Eventuali portarifiuti vanno svuotati e puliti.
Gli eventuali trattamenti aggiuntivi a scopo di sanificazione e purificazione vengono
svolti al termine delle operazioni di pulizia.
A fine del turno di servizio il carrello utilizzato per il servizio alle camere deve essere
pulito, riordinato e ripristinato con tutti i materiali mancanti.
Modalità operative del servizio nell’area di ricevimento
La zona di ricevimento, come ogni altra area della struttura in cui sono presenti
diverse persone, deve essere periodicamente areata.
I pavimenti dell’area di ricevimento e quelli delle altre zone vengono lavati e sanificati
con prodotti adeguati alle diverse tipologie di materiali almeno due volte al giorno e
comunque con una frequenza adeguata all’affollamento delle stesse nel corso della
giornata.
Per il mobilio e tutte le superfici di contatto si assicura, come per le camere, una
pulizia periodica, tanto più ravvicinata quanto maggiore è l’afflusso di ospiti.

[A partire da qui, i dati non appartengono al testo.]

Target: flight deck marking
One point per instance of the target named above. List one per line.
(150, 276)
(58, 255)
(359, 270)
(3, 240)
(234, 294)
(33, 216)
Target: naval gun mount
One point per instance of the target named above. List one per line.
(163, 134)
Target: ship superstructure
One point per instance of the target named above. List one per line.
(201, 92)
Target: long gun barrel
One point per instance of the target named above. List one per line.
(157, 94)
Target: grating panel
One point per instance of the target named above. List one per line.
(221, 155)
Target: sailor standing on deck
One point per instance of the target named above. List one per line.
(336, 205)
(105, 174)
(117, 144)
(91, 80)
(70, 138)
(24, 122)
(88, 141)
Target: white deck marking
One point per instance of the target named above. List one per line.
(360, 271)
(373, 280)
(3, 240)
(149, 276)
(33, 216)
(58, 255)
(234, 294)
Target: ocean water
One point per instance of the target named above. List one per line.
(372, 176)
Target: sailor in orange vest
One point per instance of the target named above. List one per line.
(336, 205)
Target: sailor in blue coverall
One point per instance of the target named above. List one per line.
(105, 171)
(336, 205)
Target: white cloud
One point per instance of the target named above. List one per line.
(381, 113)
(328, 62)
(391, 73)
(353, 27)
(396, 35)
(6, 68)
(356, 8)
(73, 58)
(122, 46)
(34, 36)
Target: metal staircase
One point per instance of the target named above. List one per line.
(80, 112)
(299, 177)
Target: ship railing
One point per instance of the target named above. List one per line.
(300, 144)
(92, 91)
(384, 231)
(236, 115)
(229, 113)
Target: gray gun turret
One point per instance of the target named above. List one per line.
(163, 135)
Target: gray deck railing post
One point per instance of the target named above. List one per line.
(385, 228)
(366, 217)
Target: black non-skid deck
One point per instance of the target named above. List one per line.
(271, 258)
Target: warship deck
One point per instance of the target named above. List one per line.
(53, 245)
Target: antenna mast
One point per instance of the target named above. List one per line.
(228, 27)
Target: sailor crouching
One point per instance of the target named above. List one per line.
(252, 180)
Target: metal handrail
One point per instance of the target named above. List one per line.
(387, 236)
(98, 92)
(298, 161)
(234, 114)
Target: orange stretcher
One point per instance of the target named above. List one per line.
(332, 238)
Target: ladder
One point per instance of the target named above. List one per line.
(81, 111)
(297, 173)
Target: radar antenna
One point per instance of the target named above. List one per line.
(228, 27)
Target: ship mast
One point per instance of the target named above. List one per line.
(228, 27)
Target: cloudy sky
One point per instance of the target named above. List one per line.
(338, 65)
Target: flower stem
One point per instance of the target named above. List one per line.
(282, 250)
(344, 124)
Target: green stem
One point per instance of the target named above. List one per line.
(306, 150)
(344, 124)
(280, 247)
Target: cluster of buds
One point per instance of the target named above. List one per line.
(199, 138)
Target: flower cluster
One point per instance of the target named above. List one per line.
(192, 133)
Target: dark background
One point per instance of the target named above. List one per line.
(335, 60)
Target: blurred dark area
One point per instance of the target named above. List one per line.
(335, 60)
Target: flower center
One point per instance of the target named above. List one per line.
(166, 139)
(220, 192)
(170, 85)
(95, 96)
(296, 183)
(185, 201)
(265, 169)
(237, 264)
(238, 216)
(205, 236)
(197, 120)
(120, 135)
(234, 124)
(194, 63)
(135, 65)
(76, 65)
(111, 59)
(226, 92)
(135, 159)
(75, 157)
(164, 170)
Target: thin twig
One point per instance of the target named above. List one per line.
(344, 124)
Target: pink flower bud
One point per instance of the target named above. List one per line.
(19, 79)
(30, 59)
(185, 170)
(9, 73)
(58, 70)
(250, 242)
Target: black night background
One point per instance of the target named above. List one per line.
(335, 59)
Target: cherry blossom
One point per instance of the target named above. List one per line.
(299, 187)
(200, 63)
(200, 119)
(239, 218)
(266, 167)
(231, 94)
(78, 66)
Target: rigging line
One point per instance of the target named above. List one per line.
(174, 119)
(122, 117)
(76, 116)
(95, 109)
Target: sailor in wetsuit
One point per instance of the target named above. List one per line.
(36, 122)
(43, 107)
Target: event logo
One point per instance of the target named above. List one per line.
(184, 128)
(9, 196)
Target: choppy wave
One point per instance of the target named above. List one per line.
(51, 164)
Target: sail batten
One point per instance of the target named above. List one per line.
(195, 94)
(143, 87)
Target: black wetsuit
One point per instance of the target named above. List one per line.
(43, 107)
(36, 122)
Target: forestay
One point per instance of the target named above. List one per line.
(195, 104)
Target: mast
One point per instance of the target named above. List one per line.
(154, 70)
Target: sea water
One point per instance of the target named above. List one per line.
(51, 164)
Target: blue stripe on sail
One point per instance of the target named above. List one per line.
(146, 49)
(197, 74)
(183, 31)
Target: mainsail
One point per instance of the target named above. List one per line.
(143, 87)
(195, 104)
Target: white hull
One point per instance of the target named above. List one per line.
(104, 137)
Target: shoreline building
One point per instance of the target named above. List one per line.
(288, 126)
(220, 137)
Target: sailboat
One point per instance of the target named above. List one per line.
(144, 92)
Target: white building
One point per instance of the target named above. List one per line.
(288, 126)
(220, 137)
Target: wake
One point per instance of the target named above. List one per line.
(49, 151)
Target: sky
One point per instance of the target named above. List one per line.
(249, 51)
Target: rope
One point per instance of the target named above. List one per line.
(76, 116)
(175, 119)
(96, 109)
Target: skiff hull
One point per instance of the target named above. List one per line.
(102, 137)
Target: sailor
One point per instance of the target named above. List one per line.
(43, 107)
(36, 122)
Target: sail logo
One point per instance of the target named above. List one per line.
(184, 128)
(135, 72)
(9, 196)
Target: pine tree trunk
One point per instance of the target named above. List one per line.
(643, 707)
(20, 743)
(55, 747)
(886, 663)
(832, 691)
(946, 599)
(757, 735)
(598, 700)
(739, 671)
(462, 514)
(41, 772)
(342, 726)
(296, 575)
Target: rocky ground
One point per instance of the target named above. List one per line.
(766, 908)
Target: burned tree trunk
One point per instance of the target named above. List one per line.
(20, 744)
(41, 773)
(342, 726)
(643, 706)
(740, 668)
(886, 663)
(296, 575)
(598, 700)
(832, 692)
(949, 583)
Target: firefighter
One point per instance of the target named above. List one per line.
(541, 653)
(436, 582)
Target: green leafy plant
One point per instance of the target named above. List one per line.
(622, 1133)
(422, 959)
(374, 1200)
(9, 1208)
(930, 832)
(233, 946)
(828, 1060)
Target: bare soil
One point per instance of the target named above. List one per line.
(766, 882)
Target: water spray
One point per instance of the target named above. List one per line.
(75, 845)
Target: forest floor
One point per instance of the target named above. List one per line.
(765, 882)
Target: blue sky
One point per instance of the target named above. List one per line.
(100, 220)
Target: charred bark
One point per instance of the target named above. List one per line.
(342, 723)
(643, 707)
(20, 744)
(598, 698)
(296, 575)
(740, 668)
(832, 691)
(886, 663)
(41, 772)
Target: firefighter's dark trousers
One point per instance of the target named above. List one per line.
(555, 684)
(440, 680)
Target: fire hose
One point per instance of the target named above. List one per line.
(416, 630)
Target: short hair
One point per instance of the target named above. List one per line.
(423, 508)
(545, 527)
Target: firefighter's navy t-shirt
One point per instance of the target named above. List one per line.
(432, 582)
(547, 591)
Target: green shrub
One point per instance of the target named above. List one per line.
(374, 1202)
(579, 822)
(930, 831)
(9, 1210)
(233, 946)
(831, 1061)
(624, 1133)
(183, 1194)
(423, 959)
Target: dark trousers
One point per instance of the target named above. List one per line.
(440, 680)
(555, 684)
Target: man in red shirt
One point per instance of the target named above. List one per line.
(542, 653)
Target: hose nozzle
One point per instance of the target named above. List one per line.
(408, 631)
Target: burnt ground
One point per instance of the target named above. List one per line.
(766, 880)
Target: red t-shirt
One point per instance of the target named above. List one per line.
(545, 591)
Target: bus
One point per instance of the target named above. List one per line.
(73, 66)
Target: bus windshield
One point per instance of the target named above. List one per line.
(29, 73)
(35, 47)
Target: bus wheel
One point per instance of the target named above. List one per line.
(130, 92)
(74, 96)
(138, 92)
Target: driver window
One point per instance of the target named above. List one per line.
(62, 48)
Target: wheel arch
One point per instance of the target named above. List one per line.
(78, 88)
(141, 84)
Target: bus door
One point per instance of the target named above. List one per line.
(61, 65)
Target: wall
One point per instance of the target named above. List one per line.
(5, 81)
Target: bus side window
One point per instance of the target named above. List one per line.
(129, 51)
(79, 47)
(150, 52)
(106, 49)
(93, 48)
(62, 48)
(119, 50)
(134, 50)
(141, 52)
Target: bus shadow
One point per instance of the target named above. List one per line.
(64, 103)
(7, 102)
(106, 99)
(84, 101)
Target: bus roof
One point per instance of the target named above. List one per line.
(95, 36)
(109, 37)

Pulsantiere e altre superfici e suppellettili a frequente contatto con gli ospiti vengono
puliti almeno due volte al giorno e comunque ogni qualvolta l’utilizzo ripetuto da
parte della clientela lo richieda.
Per la pulizia dei divani, delle poltrone e delle sedute in genere si procede secondo la
prassi in uso nell’azienda, impiegando detergenti adeguati alle diverse tipologie di
materiale trattato, nel rispetto delle indicazioni di utilizzo fornite dai produttori.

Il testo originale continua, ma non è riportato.